Watson Natural Language Processing comes to IBM Watson Studio Notebooks

Use Watson NLP to bring unstructured data into the Data Fabric

Alexander Lang
5 min readJan 20, 2022
Photo by Etienne Girardet on Unsplash

High-Quality Natural Language Processing in more than 20 Languages

Call center records, customer complaints, social media posts, problem reports… text is everywhere in the enterprise and beyond. Most of the time, text data doesn’t stand alone: it’s part of a data record with many structured columns. And now, it’s easier than ever to extract meaning and structure from text and combine it with structured data. We’re launching Watson Natural Language Processing Environments for Watson Studio Notebooks. This capability is available in all Watson Studio plans in IBM Cloud Pak for Data as a Service, including our free trial.

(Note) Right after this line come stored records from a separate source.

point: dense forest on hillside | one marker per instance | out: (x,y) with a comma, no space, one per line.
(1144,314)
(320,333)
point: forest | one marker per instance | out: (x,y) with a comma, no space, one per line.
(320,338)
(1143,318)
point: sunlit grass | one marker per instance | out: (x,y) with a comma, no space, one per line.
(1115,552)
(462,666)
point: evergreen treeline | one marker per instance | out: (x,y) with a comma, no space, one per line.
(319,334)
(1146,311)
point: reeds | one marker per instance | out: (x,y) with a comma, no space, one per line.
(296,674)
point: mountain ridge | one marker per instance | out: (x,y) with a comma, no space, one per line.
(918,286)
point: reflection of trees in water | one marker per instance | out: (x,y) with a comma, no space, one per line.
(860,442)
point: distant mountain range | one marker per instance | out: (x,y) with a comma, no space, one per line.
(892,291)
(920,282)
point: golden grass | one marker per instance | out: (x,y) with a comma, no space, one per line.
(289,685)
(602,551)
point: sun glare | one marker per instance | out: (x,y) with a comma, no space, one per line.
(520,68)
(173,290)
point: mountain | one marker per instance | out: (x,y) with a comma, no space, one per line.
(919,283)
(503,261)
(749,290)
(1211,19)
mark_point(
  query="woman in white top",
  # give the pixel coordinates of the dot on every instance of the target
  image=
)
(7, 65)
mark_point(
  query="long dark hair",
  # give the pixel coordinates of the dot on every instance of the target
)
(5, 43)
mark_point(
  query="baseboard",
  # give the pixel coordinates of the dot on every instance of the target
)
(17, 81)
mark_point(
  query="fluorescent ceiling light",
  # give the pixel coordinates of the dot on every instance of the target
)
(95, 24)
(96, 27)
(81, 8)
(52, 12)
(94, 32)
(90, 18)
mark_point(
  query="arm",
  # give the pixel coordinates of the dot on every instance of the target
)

The Watson Natural Language Processing Environment gives you instant access to pre-trained, high-quality text analysis models for over 20 languages in your notebooks. These models are created and maintained by experts in IBM Research and IBM Software and evaluated for quality for each language. The following models are provided out-of-the-box:

  • Syntax Analysis: Identify tokens, their base forms (aka lemmas) and their part of speech. Run dependency parsing to identify the subject, verb, and objects of a sentence.
  • Noun Phrase extraction: Identify noun phrases like “windscreen wiper” or “front bumper” from your text.
  • Keyword retrieval: Rank noun phrases according to their relevance in a document.
  • Entity Extraction: Extract 20 entity types from the text, including Organization, Person, Job Title, Location, Phone Number, Email Address, Measure, Money, Date and Time.
  • Sentiment: Identify the sentiment of a text as positive, negative, or neutral.
  • Tone: Classify a text as excited, frustrated, impolite, polite, sad, satisfied, or sympathetic.
  • Emotion: Classify the emotion expressed in a text as anger, disgust, fear, joy, or sadness.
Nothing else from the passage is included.